Police have typically operated by following up on tip offs, or interdicting vessels at sea, and there has been a significant increase in arrests in recent years. We conducted a detailed study of news reports of arrests for sea cucumber-related crimes in India from 2015 to the present. Working from English language news media sources and triangulating information for each case using all available news articles, we identified 41 reports from across India and they were predominantly in Tamil Nadu and Lakshadweep (mapping efforts are under way). These reports included the seizure of 27.1 tonnes of dry, wet, and live sea cucumbers (27,166.5 kg), with an estimated value of US$3.9million (IND₹ 29.4 crore) at current prices!
Our study also documented 73 arrests, the seizure of seven boats, one SUV, one three wheeler, and significant amounts of gear. The number of reports, arrests, and seizures has gone up over the years, seemingly commensurate with both an expansion of policing effort and an increase in sea cucumber crime.
Number of Reports
Number of Arrests
Value of Seizures
* Mix of live, processed (dry and wet), and semi-processed sea cucumbers.
** As of August 22, 2020.
Calculating the value of these seizures was challenging, as the price of sea cucumbers can vary considerably due to quality and species. We also found inconsistent reporting on the value of the sea cucumbers seized, which is understandable given that calculating these values is complex (wholesale vs. retail prices, processed vs. freshly caught) and because police and news media reports are often prone to exaggeration. Furthermore, the type of sea cucumber seized varied from case to case – seizures involved wet and dry processed and semi-processed sea cucumbers, as well as live animals, so these weights provide a rough estimate of the amount of sea cucumber caught.
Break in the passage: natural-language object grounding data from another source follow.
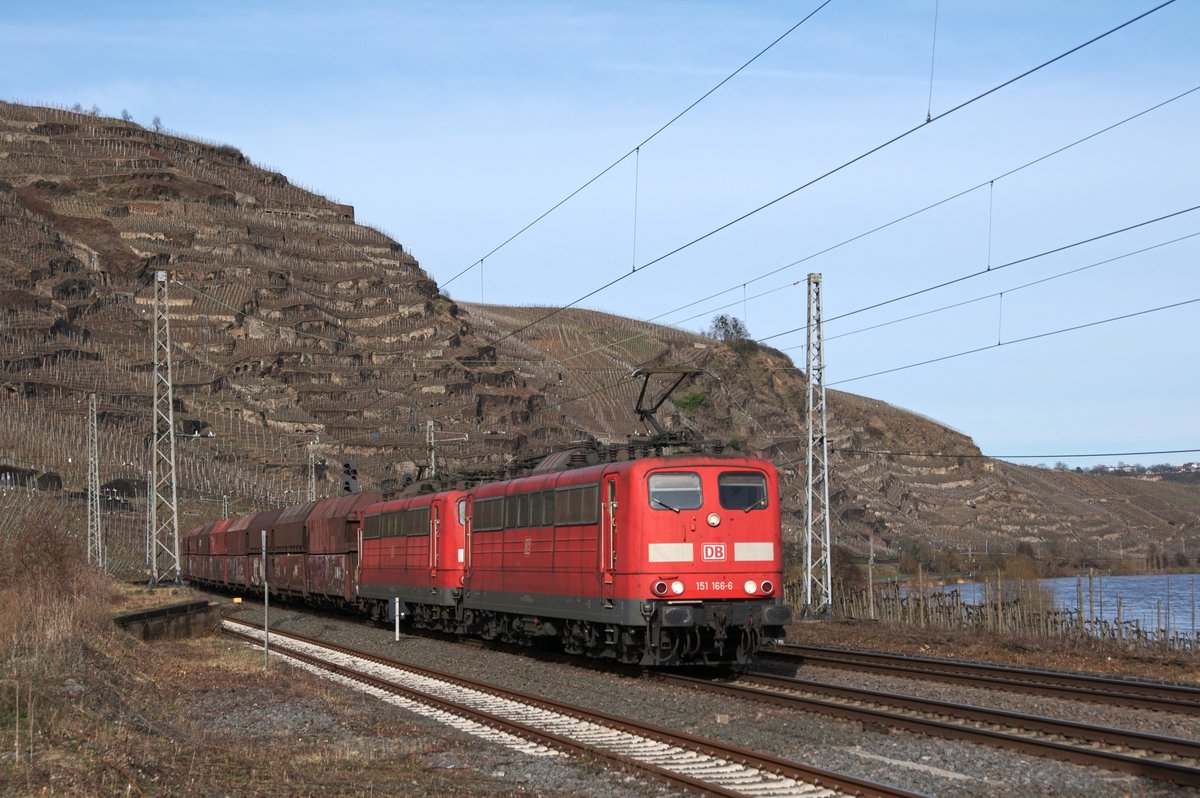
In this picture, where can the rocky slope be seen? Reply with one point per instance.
(297, 331)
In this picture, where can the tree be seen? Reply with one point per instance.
(732, 331)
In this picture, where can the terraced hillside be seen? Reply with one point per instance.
(298, 333)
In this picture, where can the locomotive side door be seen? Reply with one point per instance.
(609, 540)
(435, 543)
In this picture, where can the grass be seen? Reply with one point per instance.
(87, 709)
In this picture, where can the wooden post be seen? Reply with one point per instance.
(267, 604)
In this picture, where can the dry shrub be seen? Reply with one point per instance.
(49, 600)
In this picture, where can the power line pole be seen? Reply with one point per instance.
(817, 576)
(150, 513)
(165, 505)
(95, 541)
(432, 441)
(312, 477)
(429, 430)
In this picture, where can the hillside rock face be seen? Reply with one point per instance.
(297, 331)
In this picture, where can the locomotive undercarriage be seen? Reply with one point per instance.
(712, 640)
(652, 643)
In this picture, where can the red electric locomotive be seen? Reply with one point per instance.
(657, 561)
(661, 561)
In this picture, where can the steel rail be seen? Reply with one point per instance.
(778, 766)
(1126, 693)
(785, 691)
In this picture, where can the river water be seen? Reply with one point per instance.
(1145, 599)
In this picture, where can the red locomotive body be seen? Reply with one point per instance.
(414, 550)
(660, 561)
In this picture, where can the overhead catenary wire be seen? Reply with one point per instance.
(1023, 340)
(879, 228)
(1008, 291)
(635, 149)
(835, 169)
(990, 270)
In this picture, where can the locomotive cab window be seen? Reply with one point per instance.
(742, 491)
(678, 491)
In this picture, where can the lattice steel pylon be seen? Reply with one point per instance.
(95, 535)
(817, 573)
(165, 507)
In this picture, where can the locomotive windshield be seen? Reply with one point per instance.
(742, 491)
(678, 491)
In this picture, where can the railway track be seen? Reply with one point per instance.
(1077, 687)
(1155, 756)
(694, 763)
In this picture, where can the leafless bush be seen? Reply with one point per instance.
(49, 600)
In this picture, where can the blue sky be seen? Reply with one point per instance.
(450, 126)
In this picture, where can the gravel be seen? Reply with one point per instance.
(904, 760)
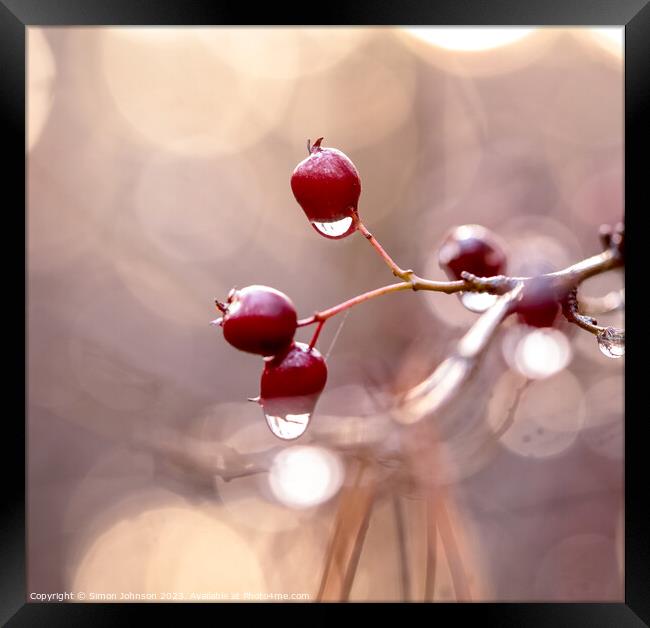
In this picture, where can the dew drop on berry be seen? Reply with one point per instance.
(611, 342)
(334, 229)
(478, 301)
(288, 426)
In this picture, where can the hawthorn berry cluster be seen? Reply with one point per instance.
(263, 321)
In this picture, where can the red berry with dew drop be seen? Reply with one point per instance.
(258, 319)
(290, 387)
(474, 249)
(539, 303)
(327, 186)
(293, 380)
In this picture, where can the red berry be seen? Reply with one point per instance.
(327, 186)
(474, 249)
(293, 381)
(258, 319)
(539, 303)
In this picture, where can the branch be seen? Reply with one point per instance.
(444, 383)
(563, 281)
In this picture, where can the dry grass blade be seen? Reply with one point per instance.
(350, 525)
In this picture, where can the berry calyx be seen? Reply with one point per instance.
(327, 186)
(292, 381)
(258, 319)
(539, 303)
(474, 249)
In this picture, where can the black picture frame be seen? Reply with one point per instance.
(17, 15)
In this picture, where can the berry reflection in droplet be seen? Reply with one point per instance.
(611, 342)
(336, 229)
(290, 387)
(478, 302)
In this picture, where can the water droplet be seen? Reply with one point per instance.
(334, 229)
(611, 342)
(288, 426)
(478, 301)
(541, 353)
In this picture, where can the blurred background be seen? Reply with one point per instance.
(158, 178)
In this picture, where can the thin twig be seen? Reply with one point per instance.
(402, 548)
(432, 549)
(350, 525)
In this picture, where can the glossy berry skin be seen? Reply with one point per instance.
(293, 380)
(258, 319)
(327, 187)
(538, 305)
(474, 249)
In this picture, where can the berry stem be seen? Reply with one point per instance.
(314, 338)
(405, 275)
(565, 280)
The weight of a processed sea cucumber is considerably less than a live one, so there is likely an over-estimation of weight.
To calculate an average per kilogram cost of the sea cucumbers that were likely to be those involved in seizures, we conducted a quick survey of postings of ‘White Teatfish’ on Alibaba.com and ExportIndia.com. We selected this species as it is a popular variety and one which is likely involved in most of the seizures, something we were able to confirm using images of seizures from news media reports. Prices ranged considerably, from US$35/kg to US$258/kg. We calculated the median price from six postings and then averaged these values to arrive at US$144.5/kg. The value of the seizures using this median price equates to US$3.9 million. Price ranges averaged from US$100kg to US$188/kg, which would give the range of seizures as being between US$2.7 million to $5.1 million.
There are other limitations to the research. We are relying on English-language media reports, as a result, it is possible that we have missed cases that might have only been reporting on in non-English languages, or which did not receive media attention. Given that some cases involving very small seizures were still reported in the press, like the June 13, 2015 seizure of 20kg of sea cucumber from a fishing vessel, we find the latter less likely.
We recognized the limitations of our methods and that the analysis of the data is ongoing, but these conservative preliminary numbers describe a significant increase in sea cucumber crime in southern India, and suggest that increase monitoring and enforcement effort on the part of the authorities we justified and welcome.